As human beings, we are programmed to register something as incomplete if it lacks human presence. Be it a picture with no individual in it or a book without characters, our minds need a subject. Otherwise, things would lack meaning. Hence, it comes as no surprise that our eyes search for people when we go anywhere at all. We spend a great portion of our lives observing others, with particular emphasis on their faces. From a very young age we are instructed to make eye contact when we speak to others. Anyone avoiding eye contact would seem disinterested in the conversation, and be bound make the other person uncomfortable.
Art of Looking Into Others Minds Through Their Eyes
Psychologists have attempted to study this phenomenon by studying the movements of their subjects’ eyes, as they are displayed images of other individuals on a screen. They learned that the subjects, during the course of the study, focused more time on the people on the screen than on other objects competing for their attention. Others, however, have contended this theory, highlighting that our behavior differs when we are out in the open with people around us.
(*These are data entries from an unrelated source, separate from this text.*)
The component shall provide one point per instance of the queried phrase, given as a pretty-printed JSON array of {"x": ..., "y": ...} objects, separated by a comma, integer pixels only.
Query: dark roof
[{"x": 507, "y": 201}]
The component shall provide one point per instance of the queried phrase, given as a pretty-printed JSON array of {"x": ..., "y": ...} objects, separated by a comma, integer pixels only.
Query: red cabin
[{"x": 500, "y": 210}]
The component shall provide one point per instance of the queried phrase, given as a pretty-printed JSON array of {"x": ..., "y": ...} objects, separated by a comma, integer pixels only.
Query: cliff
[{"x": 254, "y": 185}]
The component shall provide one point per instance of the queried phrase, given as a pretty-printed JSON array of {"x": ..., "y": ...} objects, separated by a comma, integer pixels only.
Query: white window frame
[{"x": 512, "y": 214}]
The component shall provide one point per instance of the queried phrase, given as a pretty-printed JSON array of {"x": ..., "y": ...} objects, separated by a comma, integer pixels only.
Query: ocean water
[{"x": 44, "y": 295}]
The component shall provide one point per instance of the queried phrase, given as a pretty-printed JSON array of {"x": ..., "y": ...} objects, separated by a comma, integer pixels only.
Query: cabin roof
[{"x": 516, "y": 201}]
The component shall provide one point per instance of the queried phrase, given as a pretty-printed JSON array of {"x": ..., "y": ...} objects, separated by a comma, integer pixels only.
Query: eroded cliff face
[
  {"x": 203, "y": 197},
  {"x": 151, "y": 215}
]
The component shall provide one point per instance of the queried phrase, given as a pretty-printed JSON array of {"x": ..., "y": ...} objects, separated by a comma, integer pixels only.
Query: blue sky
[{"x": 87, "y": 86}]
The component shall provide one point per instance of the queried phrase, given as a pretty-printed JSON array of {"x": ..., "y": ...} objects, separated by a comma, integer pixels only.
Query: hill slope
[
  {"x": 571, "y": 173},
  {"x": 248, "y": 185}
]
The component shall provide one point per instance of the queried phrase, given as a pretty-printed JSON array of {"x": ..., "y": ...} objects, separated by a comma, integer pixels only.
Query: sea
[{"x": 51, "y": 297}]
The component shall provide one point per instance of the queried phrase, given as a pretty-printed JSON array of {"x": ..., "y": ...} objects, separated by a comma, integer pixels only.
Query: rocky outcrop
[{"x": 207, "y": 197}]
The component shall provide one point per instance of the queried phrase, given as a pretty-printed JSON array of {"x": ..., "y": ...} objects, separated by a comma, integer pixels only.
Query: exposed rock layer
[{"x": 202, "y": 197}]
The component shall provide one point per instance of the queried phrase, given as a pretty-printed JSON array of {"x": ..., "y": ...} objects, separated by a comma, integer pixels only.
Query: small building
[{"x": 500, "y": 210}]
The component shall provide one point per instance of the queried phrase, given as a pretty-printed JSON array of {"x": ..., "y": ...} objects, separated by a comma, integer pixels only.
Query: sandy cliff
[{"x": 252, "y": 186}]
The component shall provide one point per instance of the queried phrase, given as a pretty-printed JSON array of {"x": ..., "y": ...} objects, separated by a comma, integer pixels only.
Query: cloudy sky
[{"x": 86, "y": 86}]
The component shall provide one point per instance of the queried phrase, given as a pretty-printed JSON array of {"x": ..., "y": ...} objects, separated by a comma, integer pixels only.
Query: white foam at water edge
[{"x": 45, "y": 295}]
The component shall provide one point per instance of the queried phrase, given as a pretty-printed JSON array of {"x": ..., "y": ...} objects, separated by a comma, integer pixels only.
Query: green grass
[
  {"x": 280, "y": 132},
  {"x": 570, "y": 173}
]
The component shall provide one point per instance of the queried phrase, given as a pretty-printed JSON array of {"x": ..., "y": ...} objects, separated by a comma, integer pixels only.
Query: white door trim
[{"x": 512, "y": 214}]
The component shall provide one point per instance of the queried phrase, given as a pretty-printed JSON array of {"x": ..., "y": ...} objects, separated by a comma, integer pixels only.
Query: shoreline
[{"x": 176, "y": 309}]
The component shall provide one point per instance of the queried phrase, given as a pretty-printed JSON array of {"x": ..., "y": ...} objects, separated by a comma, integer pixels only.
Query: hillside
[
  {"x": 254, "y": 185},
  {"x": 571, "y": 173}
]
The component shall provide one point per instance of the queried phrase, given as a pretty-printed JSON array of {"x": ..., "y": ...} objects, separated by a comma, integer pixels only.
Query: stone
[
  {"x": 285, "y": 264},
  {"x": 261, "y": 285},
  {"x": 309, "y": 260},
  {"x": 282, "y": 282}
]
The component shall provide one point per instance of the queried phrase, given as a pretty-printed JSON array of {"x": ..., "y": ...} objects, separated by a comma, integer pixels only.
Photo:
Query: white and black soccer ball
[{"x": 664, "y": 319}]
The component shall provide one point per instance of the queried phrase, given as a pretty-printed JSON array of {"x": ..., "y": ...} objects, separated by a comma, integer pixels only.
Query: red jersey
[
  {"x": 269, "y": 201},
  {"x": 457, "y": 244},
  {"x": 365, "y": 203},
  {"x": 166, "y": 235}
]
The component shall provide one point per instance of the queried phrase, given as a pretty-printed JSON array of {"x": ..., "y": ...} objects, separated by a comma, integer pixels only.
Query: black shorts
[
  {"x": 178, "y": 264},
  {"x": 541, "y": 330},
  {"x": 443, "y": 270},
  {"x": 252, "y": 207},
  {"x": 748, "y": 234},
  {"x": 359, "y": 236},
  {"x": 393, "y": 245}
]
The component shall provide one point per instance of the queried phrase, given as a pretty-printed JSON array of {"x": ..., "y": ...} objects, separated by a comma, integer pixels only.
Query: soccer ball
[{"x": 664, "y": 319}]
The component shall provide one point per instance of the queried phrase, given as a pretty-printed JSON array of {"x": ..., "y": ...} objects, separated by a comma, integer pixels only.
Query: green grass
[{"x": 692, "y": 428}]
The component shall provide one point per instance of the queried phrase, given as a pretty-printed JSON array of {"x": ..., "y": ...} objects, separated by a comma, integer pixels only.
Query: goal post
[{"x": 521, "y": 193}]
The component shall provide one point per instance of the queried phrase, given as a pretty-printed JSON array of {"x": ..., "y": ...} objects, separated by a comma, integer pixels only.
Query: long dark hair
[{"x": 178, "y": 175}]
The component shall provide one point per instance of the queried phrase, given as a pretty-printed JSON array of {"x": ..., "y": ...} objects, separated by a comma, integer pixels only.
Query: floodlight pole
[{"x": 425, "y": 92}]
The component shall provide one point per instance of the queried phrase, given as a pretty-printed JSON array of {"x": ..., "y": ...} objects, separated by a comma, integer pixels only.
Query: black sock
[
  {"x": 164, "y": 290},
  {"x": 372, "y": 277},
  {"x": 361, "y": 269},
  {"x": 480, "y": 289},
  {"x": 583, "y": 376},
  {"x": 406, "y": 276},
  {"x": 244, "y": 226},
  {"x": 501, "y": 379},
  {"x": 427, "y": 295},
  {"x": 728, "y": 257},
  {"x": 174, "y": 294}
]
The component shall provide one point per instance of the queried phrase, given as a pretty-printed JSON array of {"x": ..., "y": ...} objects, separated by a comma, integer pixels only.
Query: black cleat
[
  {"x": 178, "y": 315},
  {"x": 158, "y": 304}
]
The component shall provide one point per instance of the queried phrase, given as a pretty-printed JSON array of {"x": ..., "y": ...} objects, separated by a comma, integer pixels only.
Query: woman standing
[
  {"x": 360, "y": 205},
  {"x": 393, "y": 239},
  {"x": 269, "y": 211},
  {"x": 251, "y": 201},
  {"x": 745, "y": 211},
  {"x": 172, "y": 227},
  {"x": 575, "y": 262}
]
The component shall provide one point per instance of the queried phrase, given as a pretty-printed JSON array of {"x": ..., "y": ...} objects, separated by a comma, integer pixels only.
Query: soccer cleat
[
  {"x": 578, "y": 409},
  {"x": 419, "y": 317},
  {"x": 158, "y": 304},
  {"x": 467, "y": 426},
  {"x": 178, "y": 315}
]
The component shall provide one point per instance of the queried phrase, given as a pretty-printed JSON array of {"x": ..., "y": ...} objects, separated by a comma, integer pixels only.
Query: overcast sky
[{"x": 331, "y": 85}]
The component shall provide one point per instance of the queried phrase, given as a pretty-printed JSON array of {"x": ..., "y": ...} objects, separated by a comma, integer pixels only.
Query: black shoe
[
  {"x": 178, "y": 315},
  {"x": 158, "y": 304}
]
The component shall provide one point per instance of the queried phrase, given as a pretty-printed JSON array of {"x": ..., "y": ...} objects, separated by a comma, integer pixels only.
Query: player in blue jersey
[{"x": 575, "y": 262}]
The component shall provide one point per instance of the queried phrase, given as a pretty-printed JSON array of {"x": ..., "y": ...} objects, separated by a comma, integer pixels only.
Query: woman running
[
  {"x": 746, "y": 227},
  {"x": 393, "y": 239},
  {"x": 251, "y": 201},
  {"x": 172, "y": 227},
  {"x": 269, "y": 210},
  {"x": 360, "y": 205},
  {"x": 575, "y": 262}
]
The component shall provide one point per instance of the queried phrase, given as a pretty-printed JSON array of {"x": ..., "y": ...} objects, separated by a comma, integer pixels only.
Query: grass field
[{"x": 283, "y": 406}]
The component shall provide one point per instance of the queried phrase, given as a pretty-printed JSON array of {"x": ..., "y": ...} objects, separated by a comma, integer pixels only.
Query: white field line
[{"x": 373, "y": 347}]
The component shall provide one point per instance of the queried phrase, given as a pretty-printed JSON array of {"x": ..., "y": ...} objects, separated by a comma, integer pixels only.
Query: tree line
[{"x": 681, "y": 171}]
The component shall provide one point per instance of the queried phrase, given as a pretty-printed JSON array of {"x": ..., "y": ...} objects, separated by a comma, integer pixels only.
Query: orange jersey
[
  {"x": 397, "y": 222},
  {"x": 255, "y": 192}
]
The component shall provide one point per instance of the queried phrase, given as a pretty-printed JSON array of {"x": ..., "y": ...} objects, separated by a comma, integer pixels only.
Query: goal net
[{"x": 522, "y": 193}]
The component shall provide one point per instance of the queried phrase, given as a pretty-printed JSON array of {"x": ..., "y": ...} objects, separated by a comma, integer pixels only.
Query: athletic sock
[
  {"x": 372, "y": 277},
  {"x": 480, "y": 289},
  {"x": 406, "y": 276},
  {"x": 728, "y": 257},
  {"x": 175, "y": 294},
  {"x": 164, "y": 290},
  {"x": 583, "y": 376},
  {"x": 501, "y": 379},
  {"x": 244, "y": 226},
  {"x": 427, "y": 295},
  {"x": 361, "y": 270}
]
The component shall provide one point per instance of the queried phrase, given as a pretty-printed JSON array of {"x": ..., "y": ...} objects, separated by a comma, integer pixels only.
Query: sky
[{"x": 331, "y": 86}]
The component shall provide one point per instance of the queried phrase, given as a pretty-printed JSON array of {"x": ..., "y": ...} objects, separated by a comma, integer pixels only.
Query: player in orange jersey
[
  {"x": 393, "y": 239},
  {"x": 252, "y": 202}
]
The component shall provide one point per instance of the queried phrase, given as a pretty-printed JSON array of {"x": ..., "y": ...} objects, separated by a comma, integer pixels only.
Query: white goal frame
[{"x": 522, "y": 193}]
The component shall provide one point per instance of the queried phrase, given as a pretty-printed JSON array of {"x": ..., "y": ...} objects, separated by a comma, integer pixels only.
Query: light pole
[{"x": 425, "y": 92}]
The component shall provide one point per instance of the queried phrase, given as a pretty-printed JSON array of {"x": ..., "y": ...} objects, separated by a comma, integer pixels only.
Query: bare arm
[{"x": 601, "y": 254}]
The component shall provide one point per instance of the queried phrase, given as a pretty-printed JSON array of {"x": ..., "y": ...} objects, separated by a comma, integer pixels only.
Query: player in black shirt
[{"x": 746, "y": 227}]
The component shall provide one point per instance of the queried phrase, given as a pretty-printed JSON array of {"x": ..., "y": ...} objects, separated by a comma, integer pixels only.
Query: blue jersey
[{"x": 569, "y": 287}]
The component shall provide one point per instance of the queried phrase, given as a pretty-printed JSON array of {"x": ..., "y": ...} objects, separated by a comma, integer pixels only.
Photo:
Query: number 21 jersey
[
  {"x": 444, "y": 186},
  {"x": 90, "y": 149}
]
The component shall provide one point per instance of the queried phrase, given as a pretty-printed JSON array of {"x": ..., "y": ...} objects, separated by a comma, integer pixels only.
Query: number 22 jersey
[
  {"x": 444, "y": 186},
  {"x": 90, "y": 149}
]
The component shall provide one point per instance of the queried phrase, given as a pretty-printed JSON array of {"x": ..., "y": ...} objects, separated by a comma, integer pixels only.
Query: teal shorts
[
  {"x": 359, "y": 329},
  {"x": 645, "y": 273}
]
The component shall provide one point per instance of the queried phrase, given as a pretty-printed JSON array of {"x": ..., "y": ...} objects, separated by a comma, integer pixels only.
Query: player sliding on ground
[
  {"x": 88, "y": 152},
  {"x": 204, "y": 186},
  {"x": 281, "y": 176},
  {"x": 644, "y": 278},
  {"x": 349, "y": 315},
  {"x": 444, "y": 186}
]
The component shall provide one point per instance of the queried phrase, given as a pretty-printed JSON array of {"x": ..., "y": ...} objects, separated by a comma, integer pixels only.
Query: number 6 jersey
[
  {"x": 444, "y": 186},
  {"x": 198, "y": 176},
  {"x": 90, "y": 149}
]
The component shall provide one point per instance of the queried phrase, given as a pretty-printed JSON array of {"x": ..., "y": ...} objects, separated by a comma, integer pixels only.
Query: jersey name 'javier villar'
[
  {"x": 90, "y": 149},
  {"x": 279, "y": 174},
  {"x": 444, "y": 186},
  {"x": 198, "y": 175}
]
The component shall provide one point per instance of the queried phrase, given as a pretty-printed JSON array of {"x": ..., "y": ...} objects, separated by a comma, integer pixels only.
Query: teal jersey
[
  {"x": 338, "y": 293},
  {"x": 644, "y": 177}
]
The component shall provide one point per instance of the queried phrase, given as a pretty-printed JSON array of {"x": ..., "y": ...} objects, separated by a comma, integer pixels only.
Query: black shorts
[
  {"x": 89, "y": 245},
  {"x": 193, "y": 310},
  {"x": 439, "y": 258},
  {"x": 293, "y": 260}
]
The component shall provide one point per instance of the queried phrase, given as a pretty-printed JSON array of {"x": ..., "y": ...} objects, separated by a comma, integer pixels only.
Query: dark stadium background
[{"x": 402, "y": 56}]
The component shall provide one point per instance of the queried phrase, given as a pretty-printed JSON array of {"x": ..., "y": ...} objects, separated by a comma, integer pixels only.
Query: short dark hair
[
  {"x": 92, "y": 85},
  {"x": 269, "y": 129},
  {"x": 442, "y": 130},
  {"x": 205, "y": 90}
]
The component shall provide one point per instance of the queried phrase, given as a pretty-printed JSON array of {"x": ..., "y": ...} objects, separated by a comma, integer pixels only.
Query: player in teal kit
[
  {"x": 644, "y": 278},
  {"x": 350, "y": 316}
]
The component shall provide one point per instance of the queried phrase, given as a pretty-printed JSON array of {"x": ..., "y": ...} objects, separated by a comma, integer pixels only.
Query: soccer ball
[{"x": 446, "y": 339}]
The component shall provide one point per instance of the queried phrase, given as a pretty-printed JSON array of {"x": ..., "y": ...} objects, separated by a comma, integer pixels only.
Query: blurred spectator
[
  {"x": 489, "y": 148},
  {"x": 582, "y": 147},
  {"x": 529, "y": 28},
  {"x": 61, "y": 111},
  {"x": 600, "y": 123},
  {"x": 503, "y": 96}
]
Ironically, while growing up, we are also instructed not to stare. In reality, this is shaped by our perception of whether we can get caught or not. Experiments resonate this notion; in a room of strangers, individuals would rather stare at a brick wall than at someone they did not know. Meanwhile, when individuals were shown a live footage of a stranger in another room, they put their focus on the stranger. Psychologists have labelled the phenomenon “civil inattention”. Our gaze represents what we our mind focuses on and hence, what interests it.
In personal interactions, a number of factors determine whether we maintain or break eye contact. In an experiment to identify these factors, subjects were led to believe they were interacting with other participants through a video. Researchers found the subjects held eye contact with the other participants, when the latter were assumed to be socially poorer, but looked away when the latter was assumed to be socially superior. When the subjects were told the others could not view them, the results were shocking; they now paid more attention to the perceived superior than the perceived inferior.
These phenomena, rather than being something to be embarrassed about, should be accepted as social norm. Eyes are the window of the soul for a reason, and can be used to form real connections with those around us.